The phase III ORION-9 study evaluated inclisiran for the treatment of heterozygous familial hypercholesterolemia. A total of 482 adult patients participated in the study and were randomly assigned to receive subcutaneous injections of inclisiran sodium (300 mg) or placebo on days 1, 90, 270, and 450. By day 510, the research revealed that the inclisiran group had significantly lower LDL cholesterol levels than the placebo group, with percent changes of −39.7% and 8.2%, respectively, and a between-group difference of −47.9% points (P < 0.001). Inclisiran was effective in lowering LDL levels in all genotypes of FH, according to the results [9].

3.3.4. The use of siRNA in ASCVD and ASCVD risk equivalent

A study by Ray et al. (ORION-10) [50] demonstrated the effectiveness of inclisiran in lowering LDL cholesterol in patients with ASCVD. The study showed a significant reduction in LDL cholesterol levels compared to placebo with a mean placebo-corrected percentage change in LDL cholesterol levels of −55.5% on day 90, -52.3% on day 510, and -54.9% on day 540 (P < 0.0001 for all). Nevertheless, adverse events at the injection site were more common in the inclisiran group than the placebo group, with a rate of 2.6% vs. 0.9%, respectively. All of these adverse events were mild and none were severe [50,51].

Inclisiran was studied by Raal et al. for safety and efficacy in South African patients who were at high risk of getting cardiovascular illnesses [9]. The data showed that inclisiran reduced LDL cholesterol levels in the South African patients while being both safe and effective. Inclisiran lowered LDL cholesterol levels by 54.2% compared to placebo, and the corresponding time-averaged reductions were 52.8% (P < 0.0001 for both) [9].

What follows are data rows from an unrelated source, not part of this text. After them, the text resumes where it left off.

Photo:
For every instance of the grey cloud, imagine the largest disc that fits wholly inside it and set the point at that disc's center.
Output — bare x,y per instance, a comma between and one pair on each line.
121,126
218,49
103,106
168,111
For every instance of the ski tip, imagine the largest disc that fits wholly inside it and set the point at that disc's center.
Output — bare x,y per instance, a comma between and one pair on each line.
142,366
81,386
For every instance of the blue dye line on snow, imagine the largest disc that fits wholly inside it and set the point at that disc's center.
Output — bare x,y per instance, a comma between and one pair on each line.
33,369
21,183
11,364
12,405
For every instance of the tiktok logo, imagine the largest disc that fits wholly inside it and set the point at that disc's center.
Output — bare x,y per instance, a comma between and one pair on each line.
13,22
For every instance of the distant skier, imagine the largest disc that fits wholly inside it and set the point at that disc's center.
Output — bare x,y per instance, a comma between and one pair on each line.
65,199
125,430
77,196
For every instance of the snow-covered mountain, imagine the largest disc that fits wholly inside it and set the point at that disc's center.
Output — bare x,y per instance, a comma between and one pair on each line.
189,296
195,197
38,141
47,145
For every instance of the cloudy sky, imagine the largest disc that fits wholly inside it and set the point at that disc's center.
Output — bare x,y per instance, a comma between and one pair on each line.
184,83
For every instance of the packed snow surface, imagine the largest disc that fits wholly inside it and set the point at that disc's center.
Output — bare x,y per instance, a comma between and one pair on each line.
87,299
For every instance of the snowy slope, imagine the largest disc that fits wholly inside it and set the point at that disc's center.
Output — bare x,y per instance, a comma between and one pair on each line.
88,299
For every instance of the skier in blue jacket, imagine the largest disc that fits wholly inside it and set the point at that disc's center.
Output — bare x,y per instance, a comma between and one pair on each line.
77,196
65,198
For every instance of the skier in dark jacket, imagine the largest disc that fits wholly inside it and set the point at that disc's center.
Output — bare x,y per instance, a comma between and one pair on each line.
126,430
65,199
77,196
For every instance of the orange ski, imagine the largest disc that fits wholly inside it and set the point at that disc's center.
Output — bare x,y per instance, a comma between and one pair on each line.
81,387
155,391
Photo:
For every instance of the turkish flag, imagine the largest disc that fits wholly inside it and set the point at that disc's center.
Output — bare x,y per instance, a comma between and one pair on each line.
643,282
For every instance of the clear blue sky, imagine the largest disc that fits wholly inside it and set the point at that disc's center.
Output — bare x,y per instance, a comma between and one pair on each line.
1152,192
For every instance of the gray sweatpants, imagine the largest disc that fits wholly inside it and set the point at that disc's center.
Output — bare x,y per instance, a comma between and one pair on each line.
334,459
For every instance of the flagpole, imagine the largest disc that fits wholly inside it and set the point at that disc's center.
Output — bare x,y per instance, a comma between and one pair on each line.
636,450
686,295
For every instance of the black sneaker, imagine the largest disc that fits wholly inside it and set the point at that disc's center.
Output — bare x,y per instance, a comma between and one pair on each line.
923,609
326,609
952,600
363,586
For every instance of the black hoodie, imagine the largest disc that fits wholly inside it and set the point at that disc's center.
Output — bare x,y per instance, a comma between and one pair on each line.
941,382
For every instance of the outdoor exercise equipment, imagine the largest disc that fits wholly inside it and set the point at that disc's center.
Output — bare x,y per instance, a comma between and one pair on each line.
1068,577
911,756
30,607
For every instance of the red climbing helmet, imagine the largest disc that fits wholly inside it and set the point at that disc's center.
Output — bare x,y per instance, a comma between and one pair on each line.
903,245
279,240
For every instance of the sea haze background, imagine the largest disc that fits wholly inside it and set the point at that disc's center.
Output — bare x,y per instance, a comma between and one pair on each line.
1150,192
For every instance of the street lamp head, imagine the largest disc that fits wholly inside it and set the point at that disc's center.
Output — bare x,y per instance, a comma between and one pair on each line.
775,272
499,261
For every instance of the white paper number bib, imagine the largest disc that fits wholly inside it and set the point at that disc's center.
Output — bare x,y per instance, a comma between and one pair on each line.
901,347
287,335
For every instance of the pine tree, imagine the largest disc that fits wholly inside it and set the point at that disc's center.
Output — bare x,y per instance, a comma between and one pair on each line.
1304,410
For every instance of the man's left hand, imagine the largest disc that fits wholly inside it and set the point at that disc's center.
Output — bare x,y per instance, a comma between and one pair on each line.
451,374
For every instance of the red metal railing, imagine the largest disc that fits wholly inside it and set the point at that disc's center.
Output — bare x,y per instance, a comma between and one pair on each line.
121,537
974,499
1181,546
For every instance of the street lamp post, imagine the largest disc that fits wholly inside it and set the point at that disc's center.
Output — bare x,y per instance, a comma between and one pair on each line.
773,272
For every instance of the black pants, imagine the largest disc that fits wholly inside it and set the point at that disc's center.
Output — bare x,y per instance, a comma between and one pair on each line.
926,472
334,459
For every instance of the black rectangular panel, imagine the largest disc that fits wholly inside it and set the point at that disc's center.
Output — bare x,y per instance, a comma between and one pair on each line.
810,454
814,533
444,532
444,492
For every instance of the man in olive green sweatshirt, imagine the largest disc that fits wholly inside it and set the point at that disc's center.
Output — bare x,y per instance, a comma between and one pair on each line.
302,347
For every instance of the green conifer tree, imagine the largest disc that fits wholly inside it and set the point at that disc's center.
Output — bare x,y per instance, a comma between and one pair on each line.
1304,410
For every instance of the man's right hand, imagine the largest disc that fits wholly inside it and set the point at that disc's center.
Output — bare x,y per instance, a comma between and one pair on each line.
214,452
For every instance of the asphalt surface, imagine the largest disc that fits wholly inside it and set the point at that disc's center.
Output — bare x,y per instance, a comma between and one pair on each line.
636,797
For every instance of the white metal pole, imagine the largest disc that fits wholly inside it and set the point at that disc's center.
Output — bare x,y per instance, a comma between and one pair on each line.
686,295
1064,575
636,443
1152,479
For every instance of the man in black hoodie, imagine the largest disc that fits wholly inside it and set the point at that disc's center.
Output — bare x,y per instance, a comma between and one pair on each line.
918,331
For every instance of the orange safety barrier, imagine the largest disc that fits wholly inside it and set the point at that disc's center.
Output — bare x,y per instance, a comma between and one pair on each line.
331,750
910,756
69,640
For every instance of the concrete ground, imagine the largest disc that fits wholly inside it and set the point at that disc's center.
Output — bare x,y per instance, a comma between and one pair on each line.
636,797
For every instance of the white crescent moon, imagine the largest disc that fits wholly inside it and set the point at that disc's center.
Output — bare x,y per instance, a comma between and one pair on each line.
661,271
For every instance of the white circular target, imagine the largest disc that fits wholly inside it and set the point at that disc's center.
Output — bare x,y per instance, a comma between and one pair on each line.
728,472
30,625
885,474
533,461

In the ORION-11 phase III study, inclisiran was found to have significant and sustained effects in reducing atherogenic lipoprotein concentrations in patients with ASCVD risk equivalent. The study involved 203 participants without a previous history of ASCVD, but with either type-2 diabetes mellitus, FH, or an expected 10-year risk of ≥20% for CVD. The participants were randomized to be given either a placebo or 300 mg of inclisiran sodium at specific intervals over 18 months. The percentage change in the concentration of LDL cholesterol from baseline was −41.9% with inclisiran compared to +1.8% with the placebo, resulting in a −43.7% difference between the groups (95% CI, −52.8 to −34.6; significant p-value) on day 510. Additionally, inclisiran was observed to significantly reduce non-HDL cholesterol and apoB compared to the placebo on day 510 [52]. A phase III pooled analysis of ORION-9, ORION-10, and ORION-11 examined inclisiran's potential benefits in reducing Major Adverse Cardiovascular Events (MACE). The MACE, including fatal and non-fatal incidences of myocardial infarctions and strokes, was lower in patients who received inclisiran than those who received placebo. Inclisiran significantly reduced composite MACE (OR 0.74, 95% CI 0.58–0.94), but not fatal and non-fatal myocardial infarctions (OR 0.80, 95% CI 0.50–1.27) or fatal and non-fatal strokes (OR 0.86, 95% CI 0.41–1.81) [51].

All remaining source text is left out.